Marco Aurélio Weissheimer – Carta Maior
Um dos temas que será debatido no III Congresso do PT é o socialismo petista. Defender o socialismo hoje significa defender o que, exatamente? O PT está mais forte ou mais fraco do ponto de vista da construção de uma agenda política que aponte para algo que mereça o nome de socialismo?
Qual a atualidade do debate sobre o socialismo? Defender o socialismo hoje significa defender o que, exatamente? Essas perguntas carregam consigo uma extraordinária complexidade que não aceita respostas rápidas e simplistas. E não aceita porque a possibilidade de retomada de um debate programático sério sobre o socialismo exige uma profunda reflexão sobre o caminho trilhado por essa tradição de pensamento e prática política. Uma tradição marcada por importantes vitórias, mas por erros e fracassos não menos importantes. A essa complexidade soma-se uma outra. Qual a relação do PT, hoje, 27 anos depois de sua fundação, com o debate sobre o socialismo? O que significa o socialismo petista, expressão que estará em debate no III Congresso do partido, entre os dias 17 e 19 de agosto deste ano? Que conceitos do pensamento de Marx e de outros autores da tradição socialista podem e/ou devem animar esse debate?

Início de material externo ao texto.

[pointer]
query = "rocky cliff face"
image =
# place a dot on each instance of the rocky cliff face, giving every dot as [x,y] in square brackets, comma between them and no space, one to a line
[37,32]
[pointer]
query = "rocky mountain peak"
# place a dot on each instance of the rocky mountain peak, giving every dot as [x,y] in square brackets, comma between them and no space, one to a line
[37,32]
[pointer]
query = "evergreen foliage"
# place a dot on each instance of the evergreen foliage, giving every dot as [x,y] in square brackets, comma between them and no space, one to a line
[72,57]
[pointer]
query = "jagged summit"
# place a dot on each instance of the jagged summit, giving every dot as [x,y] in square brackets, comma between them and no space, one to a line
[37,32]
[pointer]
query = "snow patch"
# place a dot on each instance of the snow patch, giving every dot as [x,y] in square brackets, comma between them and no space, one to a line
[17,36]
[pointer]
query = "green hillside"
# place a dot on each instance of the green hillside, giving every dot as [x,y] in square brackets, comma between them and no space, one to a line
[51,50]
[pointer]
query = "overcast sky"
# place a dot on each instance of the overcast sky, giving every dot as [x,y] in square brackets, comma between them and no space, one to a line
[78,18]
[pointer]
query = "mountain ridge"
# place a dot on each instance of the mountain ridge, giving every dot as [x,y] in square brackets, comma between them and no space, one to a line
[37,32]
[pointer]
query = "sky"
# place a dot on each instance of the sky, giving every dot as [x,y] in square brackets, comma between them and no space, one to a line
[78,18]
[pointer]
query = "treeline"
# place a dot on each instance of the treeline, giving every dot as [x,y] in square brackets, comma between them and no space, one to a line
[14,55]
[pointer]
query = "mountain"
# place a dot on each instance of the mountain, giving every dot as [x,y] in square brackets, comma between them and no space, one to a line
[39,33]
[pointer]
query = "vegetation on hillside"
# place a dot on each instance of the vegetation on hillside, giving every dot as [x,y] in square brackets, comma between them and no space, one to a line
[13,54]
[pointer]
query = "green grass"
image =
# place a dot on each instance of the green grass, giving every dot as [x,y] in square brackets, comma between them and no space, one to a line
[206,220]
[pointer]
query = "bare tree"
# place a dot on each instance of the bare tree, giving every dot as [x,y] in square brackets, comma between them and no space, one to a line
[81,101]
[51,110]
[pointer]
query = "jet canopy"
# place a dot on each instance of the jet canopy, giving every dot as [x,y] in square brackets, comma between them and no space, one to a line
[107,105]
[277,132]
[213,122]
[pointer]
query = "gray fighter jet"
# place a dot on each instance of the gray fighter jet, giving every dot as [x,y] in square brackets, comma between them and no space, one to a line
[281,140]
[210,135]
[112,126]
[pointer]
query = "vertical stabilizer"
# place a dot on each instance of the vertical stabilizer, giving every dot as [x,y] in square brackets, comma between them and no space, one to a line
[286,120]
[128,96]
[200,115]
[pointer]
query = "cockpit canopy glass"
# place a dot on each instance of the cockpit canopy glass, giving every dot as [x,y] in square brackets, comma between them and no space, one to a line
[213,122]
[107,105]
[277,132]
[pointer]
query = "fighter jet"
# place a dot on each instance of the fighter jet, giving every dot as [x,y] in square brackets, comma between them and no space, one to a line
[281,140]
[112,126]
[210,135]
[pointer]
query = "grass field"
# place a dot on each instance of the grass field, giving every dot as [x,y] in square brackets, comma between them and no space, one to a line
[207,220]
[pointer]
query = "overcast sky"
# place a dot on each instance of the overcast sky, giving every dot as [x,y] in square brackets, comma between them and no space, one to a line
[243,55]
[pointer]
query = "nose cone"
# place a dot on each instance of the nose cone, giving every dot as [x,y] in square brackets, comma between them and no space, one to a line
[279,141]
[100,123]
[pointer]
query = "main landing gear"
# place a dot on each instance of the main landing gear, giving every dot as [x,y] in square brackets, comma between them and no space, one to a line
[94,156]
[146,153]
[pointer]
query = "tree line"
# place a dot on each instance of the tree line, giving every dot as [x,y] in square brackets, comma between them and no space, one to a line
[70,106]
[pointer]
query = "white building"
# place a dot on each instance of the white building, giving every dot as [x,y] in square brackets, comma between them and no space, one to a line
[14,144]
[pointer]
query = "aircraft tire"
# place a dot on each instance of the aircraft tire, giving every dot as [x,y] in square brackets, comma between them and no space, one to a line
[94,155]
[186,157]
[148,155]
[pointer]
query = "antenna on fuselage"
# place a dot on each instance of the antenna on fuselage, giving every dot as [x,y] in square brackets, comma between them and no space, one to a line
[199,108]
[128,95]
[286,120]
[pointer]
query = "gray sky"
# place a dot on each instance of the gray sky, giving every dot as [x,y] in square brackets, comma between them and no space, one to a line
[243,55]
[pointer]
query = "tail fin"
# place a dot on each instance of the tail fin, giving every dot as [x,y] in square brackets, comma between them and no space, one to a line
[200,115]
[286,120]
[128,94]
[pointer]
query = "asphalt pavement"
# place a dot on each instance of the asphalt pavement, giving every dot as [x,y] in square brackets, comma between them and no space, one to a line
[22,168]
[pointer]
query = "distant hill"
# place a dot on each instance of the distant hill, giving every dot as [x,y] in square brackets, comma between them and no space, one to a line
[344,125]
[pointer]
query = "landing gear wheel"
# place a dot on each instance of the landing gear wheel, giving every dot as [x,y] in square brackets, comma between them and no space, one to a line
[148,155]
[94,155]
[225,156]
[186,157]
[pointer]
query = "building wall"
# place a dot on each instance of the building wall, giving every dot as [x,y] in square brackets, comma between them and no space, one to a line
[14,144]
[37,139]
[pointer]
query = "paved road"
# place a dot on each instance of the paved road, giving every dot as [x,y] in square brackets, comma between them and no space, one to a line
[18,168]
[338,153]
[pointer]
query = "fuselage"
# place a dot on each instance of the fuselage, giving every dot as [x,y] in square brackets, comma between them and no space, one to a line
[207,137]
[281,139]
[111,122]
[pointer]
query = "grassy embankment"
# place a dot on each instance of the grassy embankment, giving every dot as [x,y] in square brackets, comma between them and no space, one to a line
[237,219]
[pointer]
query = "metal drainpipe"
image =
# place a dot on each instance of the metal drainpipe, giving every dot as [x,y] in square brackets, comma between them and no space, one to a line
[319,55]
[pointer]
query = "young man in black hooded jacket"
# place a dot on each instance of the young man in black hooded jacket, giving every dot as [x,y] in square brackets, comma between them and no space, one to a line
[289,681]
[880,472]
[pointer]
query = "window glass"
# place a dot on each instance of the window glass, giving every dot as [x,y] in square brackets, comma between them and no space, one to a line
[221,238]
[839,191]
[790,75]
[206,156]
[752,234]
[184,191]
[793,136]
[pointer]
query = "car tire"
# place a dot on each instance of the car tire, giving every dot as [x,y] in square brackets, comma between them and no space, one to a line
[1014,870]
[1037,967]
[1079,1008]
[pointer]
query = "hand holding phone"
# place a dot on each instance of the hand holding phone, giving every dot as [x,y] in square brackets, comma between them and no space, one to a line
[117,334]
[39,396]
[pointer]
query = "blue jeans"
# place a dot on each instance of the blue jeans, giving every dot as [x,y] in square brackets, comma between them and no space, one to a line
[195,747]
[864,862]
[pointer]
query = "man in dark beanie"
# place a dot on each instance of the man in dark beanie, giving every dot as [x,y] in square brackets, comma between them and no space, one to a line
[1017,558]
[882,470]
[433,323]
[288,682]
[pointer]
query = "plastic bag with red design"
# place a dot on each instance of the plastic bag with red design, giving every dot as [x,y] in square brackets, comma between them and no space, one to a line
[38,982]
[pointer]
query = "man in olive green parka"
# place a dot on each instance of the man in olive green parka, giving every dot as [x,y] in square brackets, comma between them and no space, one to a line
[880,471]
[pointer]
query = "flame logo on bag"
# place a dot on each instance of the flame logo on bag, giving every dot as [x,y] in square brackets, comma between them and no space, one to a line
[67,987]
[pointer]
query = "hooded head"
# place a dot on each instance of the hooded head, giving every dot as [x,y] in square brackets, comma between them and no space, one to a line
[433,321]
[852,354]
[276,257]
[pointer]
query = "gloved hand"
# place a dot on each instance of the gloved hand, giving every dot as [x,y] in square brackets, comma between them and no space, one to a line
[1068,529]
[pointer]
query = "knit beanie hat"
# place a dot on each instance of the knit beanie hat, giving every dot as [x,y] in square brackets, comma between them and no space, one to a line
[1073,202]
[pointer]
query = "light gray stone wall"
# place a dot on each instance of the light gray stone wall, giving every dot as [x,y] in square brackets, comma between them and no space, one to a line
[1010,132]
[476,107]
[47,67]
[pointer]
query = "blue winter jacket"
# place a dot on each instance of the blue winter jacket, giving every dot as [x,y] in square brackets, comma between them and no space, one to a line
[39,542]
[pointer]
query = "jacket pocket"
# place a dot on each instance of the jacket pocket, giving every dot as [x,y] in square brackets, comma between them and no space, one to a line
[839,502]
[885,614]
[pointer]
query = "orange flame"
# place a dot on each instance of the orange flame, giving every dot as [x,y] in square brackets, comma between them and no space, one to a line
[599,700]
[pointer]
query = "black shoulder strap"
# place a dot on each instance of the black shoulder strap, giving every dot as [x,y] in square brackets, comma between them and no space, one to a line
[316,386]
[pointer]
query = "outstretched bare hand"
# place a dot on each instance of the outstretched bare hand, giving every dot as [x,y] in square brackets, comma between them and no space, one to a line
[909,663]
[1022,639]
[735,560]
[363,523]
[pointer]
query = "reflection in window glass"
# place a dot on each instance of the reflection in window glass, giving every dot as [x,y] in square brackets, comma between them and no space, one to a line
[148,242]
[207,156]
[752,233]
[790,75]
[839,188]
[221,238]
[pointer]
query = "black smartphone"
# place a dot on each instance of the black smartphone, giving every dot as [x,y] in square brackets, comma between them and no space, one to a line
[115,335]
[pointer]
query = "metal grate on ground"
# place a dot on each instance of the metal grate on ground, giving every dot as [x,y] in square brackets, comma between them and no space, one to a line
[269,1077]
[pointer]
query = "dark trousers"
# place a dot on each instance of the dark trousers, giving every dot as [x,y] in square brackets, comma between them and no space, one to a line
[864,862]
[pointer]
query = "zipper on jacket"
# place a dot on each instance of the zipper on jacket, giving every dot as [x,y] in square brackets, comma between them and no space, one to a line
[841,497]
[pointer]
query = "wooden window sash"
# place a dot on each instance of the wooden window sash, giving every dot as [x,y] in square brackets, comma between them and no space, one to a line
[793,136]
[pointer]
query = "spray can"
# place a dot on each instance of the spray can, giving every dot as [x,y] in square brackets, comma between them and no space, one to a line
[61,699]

Antes de abordar mais diretamente essas questões, é importante lembrar qual é a certidão de batismo desse partido que pretende dar continuidade e renovar a tradição socialista. O PT nasceu, após quase vinte anos de ditadura militar, propondo-se a construir um instrumento político para os trabalhadores, tendo o socialismo como horizonte estratégico. No período de fundação, havia um leque de outras opções para quem quisesse se organizar politicamente em um partido do campo progressista e de esquerda: o trabalhismo de Brizola, o PSB, os partidos comunistas, que ainda não estavam na legalidade. Mas todas essas opções foram rejeitadas em nome de uma idéia central: na luta pela construção de uma sociedade que supere o capitalismo, é necessário dispor de um instrumento político independente dos trabalhadores. Foi com esse espírito que nasceu o PT.
A esquerda e a democracia
E nasceu fazendo a crítica de duas experiências históricas do campo de esquerda: o socialismo soviético que degenerou em regimes burocratizados e autoritários na própria União Soviética e no Leste Europeu, e a social-democracia européia. Vale a pena qualificar um pouco a crítica a essas duas experiências. A crítica ao modelo soviético baseia-se, entre outras coisas, na compreensão de que a democracia é um valor, um princípio, que deve ser incorporado na luta política da esquerda. De que democracia estamos falando aqui? Um bom caminho para responder tal questão é considerar o significado original da palavra: o governo pelo povo ou pelo poder do povo. Em seu livro Democracia contra capitalismo (Boitempo, 2003), Ellen Wood, professora de Ciência Política na Universidade de York, em Toronto (Canadá), faz a seguinte reflexão sobre a natureza desta definição de democracia:
É provável que essa definição tão ampla de democracia seja aceita pelos movimentos de oposição atuais, mas mesmo neste caso ainda haveria diferenças. Por exemplo, governo pelo povo pode significar apenas que o povo , como um conjunto político de cidadãos individuais, tem o direito de voto. Mas também pode significar a reversão do governo de classe, em que o homem comum desafia a dominação dos ricos. A definição usada neste livro se aproxima desta última, em que democracia, significa o desafio ao governo de classe. Dependendo da concepção de democracia que adotarmos, defende Ellen Wood, teremos diferentes concepções e práticas políticas. Essas diferenças apontadas pela autora podem ser muito úteis para pensarmos onde estamos politicamente e quais os caminhos que podemos adotar se queremos falar a sério de retomar o debate sobre o socialismo. Ela diz:
Num extremo, ficariam aqueles para quem a democracia é compatível com um capitalismo reformado, em que empresas gigantescas são mais socialmente conscientes e responsáveis perante a vontade popular, e certos serviços sociais são ditados por instituições públicas e não pelo mercado, ou no mínimo regulados por alguma agência (…) No outro extremo, estariam aqueles que acreditam que, apesar da importância crítica da luta em favor de qualquer reforma democrática no âmbito da sociedade capitalista, o capitalismo é, na essência, incompatível com a democracia. E é incompatível não apenas no caráter óbvio de que o capitalismo representa o governo de classe pelo capital, mas também no sentido de que o capitalismo limita o poder do povo. Não existe um capitalismo governado pelo poder popular, não há capitalismo em que a vontade do povo tenha precedência sobre os imperativos do lucro.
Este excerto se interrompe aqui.